Die Größe und damit der Maßstab einer Zeichnung kann Einfluss darauf nehmen, wie man zeichnet; denn die zeichnende Hand verhält sich nicht bei jeder Flächengröße gleich. Inwieweit entscheidet die Dimensionierung der Zeichenfläche mit darüber, wie der Zeichenstil und die eigene Ästhetik ausfallen?
Wäre die Ausführung der Zeichnung anders, würde das die Zeichnung beeinflußen – zum Beispiel hin zur Abstraktion in kleineren Formaten.
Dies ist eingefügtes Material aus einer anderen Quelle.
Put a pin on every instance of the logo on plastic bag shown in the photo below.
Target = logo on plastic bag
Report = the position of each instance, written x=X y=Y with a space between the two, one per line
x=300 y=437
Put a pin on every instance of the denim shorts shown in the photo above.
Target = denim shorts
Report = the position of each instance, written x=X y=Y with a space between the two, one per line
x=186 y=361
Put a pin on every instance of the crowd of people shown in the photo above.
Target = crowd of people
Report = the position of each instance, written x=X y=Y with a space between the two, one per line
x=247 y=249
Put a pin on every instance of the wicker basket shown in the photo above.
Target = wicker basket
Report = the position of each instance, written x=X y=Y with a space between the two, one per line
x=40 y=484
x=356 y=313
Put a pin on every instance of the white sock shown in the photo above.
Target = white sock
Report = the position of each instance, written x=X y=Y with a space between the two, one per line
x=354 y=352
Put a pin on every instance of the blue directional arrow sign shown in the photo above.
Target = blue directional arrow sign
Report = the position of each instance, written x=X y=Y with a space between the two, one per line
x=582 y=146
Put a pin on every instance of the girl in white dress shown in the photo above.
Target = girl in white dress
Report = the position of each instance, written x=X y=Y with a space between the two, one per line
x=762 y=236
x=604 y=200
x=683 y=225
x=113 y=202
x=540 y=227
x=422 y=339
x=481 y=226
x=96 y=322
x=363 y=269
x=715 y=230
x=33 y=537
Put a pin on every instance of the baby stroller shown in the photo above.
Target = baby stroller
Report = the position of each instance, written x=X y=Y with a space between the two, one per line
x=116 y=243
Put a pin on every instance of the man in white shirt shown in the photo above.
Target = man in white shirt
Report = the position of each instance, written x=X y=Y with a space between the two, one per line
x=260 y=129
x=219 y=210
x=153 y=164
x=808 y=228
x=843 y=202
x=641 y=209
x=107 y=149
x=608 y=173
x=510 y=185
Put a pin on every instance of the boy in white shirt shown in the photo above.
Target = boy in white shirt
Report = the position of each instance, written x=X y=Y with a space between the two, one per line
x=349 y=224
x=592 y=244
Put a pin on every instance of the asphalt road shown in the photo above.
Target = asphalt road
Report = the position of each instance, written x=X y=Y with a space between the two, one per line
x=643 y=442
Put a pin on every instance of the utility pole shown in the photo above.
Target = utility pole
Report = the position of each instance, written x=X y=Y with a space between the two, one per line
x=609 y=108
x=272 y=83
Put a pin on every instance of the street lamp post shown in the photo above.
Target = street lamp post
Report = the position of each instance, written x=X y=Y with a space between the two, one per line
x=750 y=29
Wäre dann der Inhalt ein anderer bzw. der Ausdruck verändert? Die Antwort richtet sich danach, wie hoch man die Messlatte dafür legt, wo der Ausdruck endet und ein neuer Inhalt anfängt. Der Inhalt könnte im Kern gleich bleiben aber der Ausdruck der Zeichnung, also die Art und Weise wie der Inhalt vermittelt wird, ein anderer sein. Das klingt sehr theoretisch.
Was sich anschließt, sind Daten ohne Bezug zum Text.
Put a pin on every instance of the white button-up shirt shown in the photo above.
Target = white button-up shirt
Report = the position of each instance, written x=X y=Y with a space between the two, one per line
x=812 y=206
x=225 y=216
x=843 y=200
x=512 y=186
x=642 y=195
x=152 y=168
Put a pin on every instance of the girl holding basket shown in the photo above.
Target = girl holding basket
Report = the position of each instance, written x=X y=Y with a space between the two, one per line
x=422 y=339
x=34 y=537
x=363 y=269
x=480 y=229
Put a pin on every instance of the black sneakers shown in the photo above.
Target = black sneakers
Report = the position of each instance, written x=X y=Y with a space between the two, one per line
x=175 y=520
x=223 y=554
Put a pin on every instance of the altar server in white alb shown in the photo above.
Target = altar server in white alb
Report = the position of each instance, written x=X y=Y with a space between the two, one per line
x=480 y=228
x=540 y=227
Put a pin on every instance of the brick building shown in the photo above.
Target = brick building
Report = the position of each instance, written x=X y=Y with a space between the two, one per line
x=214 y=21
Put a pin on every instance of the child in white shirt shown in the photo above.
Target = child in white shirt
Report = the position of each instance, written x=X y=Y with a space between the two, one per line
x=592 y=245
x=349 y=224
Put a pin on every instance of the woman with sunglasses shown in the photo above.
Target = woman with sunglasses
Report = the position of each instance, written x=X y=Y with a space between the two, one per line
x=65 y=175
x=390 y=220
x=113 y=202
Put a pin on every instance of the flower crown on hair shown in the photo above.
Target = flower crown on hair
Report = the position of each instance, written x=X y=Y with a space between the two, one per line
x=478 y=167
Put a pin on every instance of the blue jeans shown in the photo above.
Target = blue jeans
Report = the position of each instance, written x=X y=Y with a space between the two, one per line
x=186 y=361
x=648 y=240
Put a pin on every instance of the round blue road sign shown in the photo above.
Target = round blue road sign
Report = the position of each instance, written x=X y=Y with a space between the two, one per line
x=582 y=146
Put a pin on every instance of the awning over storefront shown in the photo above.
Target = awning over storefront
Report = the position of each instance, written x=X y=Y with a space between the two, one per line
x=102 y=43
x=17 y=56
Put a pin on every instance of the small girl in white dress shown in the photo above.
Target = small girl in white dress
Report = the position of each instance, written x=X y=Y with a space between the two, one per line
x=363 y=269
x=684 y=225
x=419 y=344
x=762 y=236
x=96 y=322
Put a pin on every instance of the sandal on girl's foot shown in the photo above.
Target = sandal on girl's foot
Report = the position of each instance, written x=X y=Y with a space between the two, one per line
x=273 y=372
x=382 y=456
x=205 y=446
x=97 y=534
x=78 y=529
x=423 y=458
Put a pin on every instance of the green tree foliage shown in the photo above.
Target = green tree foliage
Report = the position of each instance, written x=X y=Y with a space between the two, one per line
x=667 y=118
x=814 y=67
Wie zeichnet man auf einem DIN A4-Blatt?
Ein Beispiel: Vor mir liegt ein DIN A4-Blatt (297 mm hoch, 210 mm breit), in meiner Hand ein Füller mit stark abgeflachter Spitze, wie man ihn für kalligraphische Arbeiten verwenden kann. Der Strich damit ist mal dünn, mal dick, je nachdem, wie man die Feder winkelt. Die dicken Striche dominieren aber im Beispiel die Zeichnung, die ich damit angefertigt habe. Da das Blatt mit ca. 30 x 21 cm Fläche schon eine gewisse Größe hat, wirkt die dicke Strichführung nicht überdimensioniert. Doch würde ich die Zeichnung in einem Miniheftchen im Format DIN A7 (74 x 105 mm) anfertigen, bei dem das Blatt ein Seitenformat von nur ca. 10 x 7 cm aufweist, das in eine Handfläche passen würde, würde die Strichbreite im Verhältnis zum Seitenformat dominanter wirken.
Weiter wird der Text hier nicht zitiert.